A Message in a Bottle
Four years ago I finished the piece I am most proud of as an artist and writer, it’s the one thing I have created which I feel is complete, a text, My Prison, My stronghold, and a series of resin and collage works using fragments of the Modelo Prison in Barcelona. This piece was a form of closure for me on a period of my life marked by physical and mental illness and as I said in the text, the works became a talisman to always remind me of “the way out”. Since finishing that work I moved back to London from Barcelona and started a new life, new love, new home. I became physically strong for the first time in my life, I felt vital, I felt the streets were littered with opportunities and lucky coins.

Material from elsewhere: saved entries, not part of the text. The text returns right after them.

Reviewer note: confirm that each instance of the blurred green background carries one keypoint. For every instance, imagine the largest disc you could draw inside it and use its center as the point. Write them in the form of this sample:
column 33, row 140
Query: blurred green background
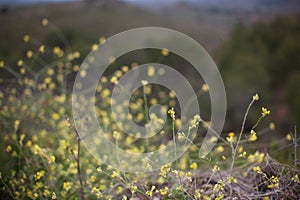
column 255, row 43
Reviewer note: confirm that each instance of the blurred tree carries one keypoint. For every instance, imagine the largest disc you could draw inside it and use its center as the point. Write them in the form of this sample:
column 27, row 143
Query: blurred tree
column 264, row 58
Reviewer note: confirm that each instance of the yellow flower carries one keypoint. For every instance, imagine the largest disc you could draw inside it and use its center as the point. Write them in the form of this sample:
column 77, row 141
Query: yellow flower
column 231, row 137
column 289, row 137
column 8, row 148
column 231, row 179
column 256, row 157
column 67, row 185
column 194, row 165
column 165, row 52
column 171, row 112
column 144, row 82
column 204, row 88
column 220, row 149
column 20, row 63
column 257, row 169
column 1, row 63
column 42, row 49
column 272, row 126
column 29, row 54
column 114, row 80
column 55, row 116
column 57, row 51
column 253, row 136
column 164, row 191
column 151, row 71
column 150, row 193
column 39, row 175
column 164, row 170
column 216, row 168
column 265, row 111
column 17, row 124
column 26, row 38
column 256, row 97
column 45, row 21
column 36, row 149
column 51, row 159
column 53, row 195
column 296, row 178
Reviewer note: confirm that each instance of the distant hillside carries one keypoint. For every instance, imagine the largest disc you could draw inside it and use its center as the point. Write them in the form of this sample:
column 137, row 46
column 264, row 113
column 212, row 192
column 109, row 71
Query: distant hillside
column 82, row 23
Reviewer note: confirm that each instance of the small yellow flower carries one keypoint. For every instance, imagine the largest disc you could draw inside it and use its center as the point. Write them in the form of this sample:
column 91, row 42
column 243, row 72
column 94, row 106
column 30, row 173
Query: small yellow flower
column 265, row 111
column 296, row 179
column 51, row 159
column 144, row 82
column 53, row 196
column 151, row 71
column 171, row 112
column 256, row 97
column 45, row 21
column 42, row 49
column 55, row 116
column 114, row 80
column 216, row 168
column 8, row 148
column 102, row 40
column 67, row 185
column 289, row 137
column 231, row 137
column 220, row 149
column 26, row 38
column 150, row 193
column 205, row 88
column 17, row 124
column 20, row 63
column 164, row 191
column 165, row 52
column 256, row 157
column 194, row 165
column 39, row 175
column 231, row 179
column 257, row 169
column 29, row 54
column 253, row 136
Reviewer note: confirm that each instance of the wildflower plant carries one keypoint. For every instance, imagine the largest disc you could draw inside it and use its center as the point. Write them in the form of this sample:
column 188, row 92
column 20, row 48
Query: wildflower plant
column 46, row 156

The covid lockdowns tested my feeling of closure, poked and prodded at the stronghold I had built, but I believed it had remained intact. That was until six months ago when I woke up covered in hives and with a fever, slowly, as had happened before, my body began to disintegrate, this time my legs rebelled against me, my skin bruised unexplainably, my digestive system went on holiday, my face and joints swelled, in the text I had written about my previous illness I had described myself as some sort of upside-down Gregor Samsa from Kafka’s Metamorphosis, the man transformed into a horrible insect, when I first became truly ill, I looked the same but my phenomenological experience of the world broke down, I was an insect looking out at the world, but no-one could notice the transformation that had taken place. This time no one could mistake it, fat lips, purple fingers, eyes swollen, blanched skin, another undesired metamorphosis.

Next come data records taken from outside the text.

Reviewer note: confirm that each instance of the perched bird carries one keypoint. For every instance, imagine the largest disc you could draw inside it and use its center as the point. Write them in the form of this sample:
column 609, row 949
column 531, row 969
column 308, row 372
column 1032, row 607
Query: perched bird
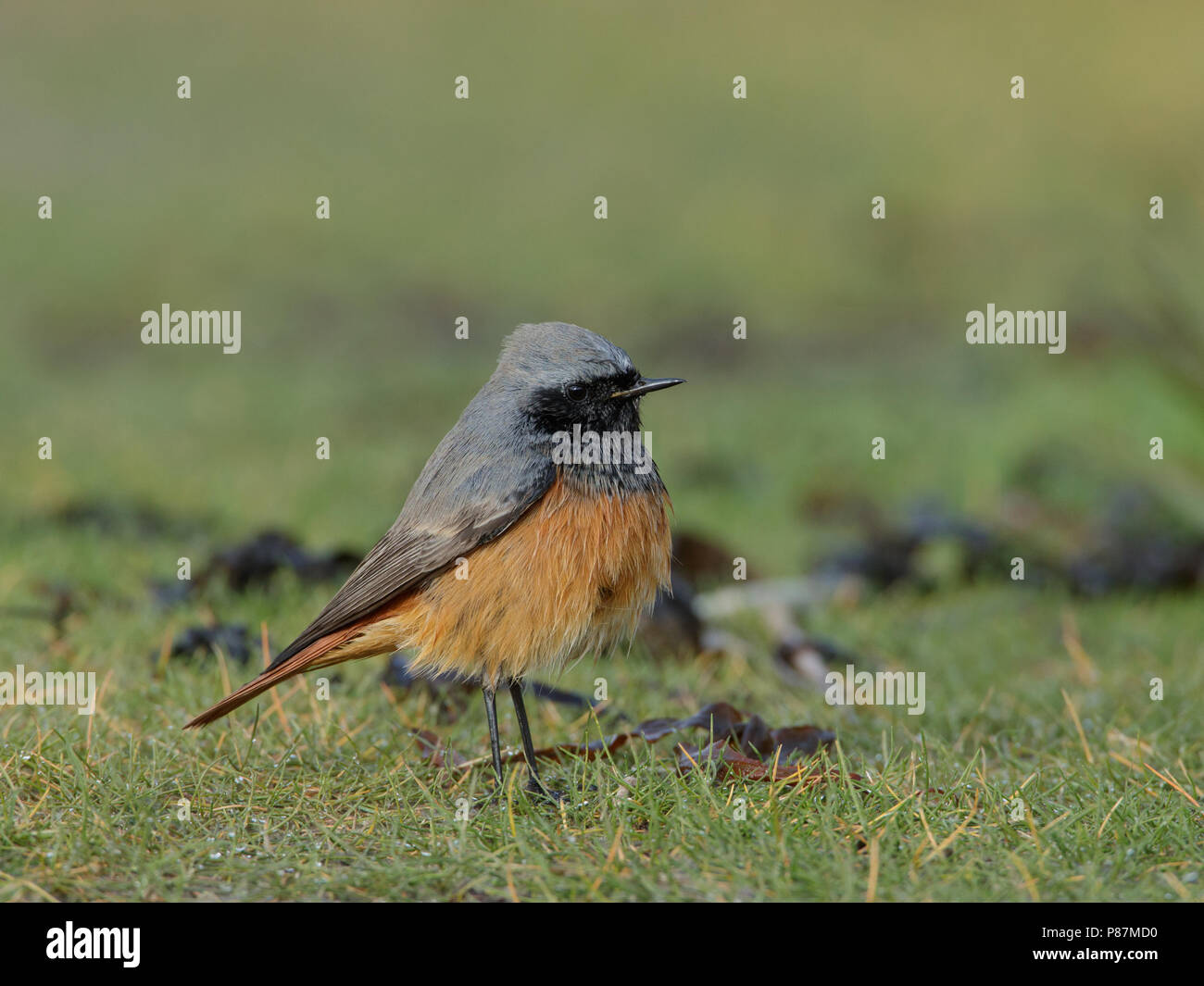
column 524, row 543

The peak of this recent illness happened just before Christmas last year, I was unable to sleep as my skin felt as if it had been dipped in napalm, I couldn’t walk properly from the joint swelling, my only distraction was TikTok videos which are so well designed to captivate they gave me the only respite from existing in my body and mind. My illness was parallel with half the NHS being taken down with omicron and with no other option I finally took the immune-suppressing, normal life restoring, bone/muscle/teeth destroying corticosteroids I had been prescribed but reluctant to take. With my immune system knocked out I was normal again, yet there was now no rush to figure out what exactly had been going on, I was assured I would see a rheumatologist within two weeks, that two weeks become three months, then delayed again to seven months. I have been on prednisolone for nearly six months, a medication whose side effects are so long-lasting and unpleasant it was a last resort for my doctor to prescribe and for me to take them.
Four years ago, I put what I had experienced in my early twenties, another autoimmune mystery while studying at Oxford, behind me. I found meaning in art, I was able to physically place my experience made into an object onto a shelf in the curation of my own life’s museum. I am writing now again, hoping to force this experience into the known, to make it limited and tangible, hoping that somehow by describing it, by making some form of taxonomy I can will it into the past.
Paul Celan described poetry, described art, as 'a message in a bottle', and in his speech The Meridian he described it as a detour 'from you to you', a 'homecoming', circling like the meridian which gives the speech its name. The moments in life when my world has expanded, when I have felt I have understood myself, understood the world, I have always known the information which has changed my perspective, but I have never truly understood it until suddenly as if translated from some unknown language the meaning became apparent and finally, when it has settled in, that which once seemed cliche became essential and sacred. Everything is always there, ready to be understood, it is just us who has to change in order to understand it. Art speeds up this process through externalisation, as Celan described it you send your thoughts tangled out and they return transfigured, they return as an answer, this is what I am hoping by writing this, this is my message in a bottle, this is my prayer, that with words and pictures I can hack away at this shapeless experience, that by sending it out to the world I can understand it.